Как бы не так. Он только презрительно фыркнул. А когда я все-таки дала ему, тщательно вылизал мою ладонь. Они ему очень понравились!
— Коням нельзя! — кричала я.
Слово "нельзя" не понимаем! — так и говорила его лукавая морда.
Постепенно мы так расшалились, что и съев конфеты, стали бороться. Он игриво кусал меня слегка где попало, пытался повалить, прижать к верхней частью туловища к земле, лизнуть в замурзанное сладким, когда я ела клюкву с рук, лицо. Я смеялась и визжала как ребенок, пытаясь опрокинуть его самого. Я самозабвенно снова пыталась повалить или передавить, а то даже пересилить его, упершись носами, а он — меня, а я со смехом вставала. Иногда он начинал просто щипать меня под мышками или за пятки, а я просто умирала от смеха и сдавленного визга. Я все забыла.
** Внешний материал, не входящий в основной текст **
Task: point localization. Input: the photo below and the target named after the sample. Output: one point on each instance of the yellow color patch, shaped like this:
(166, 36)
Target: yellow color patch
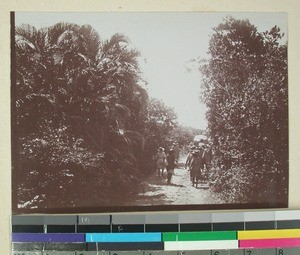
(268, 234)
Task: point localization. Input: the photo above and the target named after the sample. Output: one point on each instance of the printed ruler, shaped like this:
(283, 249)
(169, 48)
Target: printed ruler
(241, 233)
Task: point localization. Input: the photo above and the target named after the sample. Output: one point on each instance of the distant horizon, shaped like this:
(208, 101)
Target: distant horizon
(167, 43)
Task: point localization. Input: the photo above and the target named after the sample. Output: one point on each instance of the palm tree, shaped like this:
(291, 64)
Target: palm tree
(71, 87)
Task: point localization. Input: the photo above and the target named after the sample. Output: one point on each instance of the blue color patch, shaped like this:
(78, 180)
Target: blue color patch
(123, 237)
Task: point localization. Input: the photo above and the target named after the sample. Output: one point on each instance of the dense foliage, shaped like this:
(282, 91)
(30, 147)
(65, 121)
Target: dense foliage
(245, 88)
(80, 112)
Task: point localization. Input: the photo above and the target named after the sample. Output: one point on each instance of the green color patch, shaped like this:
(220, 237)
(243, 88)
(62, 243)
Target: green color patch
(199, 236)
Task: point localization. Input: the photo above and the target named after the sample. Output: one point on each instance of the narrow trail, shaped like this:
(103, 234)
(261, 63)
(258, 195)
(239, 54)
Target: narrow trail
(180, 192)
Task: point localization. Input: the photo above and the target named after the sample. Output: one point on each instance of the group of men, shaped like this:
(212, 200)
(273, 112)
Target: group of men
(198, 162)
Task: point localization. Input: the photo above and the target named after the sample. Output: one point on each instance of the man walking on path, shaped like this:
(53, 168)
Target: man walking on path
(171, 164)
(160, 161)
(176, 151)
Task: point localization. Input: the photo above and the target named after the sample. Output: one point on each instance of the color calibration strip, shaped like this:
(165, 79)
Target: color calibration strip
(260, 232)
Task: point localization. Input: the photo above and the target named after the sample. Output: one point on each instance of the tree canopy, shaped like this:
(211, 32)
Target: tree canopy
(245, 88)
(80, 111)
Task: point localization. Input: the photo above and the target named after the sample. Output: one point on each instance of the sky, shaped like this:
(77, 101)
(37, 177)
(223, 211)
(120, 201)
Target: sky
(167, 42)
Но, надо сказать, что как бы мы не играли, шнур оставался все так же протянут под корень. Так что полностью приподняться и причинить серьезный вред он мне бы не смог. Дружба дружбой, но я могла вполне предполагать, что он может даже специально играть со мной, чтоб вырваться, просто применив к человеку такую ответную ласковую тактику. А потом бац, и прикончил. В это, конечно, я не верила, но, наигравшись и съев всю еду, он вполне мог удрать к своим.
Наконец, раскрасневшаяся, совершенно запыхавшаяся от возни, я встала и начала поправлять растрепанные волосы и одежду.
— Не, и не проси, — сказала я. — Я уже не могу играть. Пора и драпать отсюда, пока дураки меня на реке ищут.
Тут я в первый раз подняла глаза вокруг и обомлела. Все тэйвонту сидели вокруг меня ровным кружочком, и, чуть приоткрыв рты, внимательно смотрели на происходящее.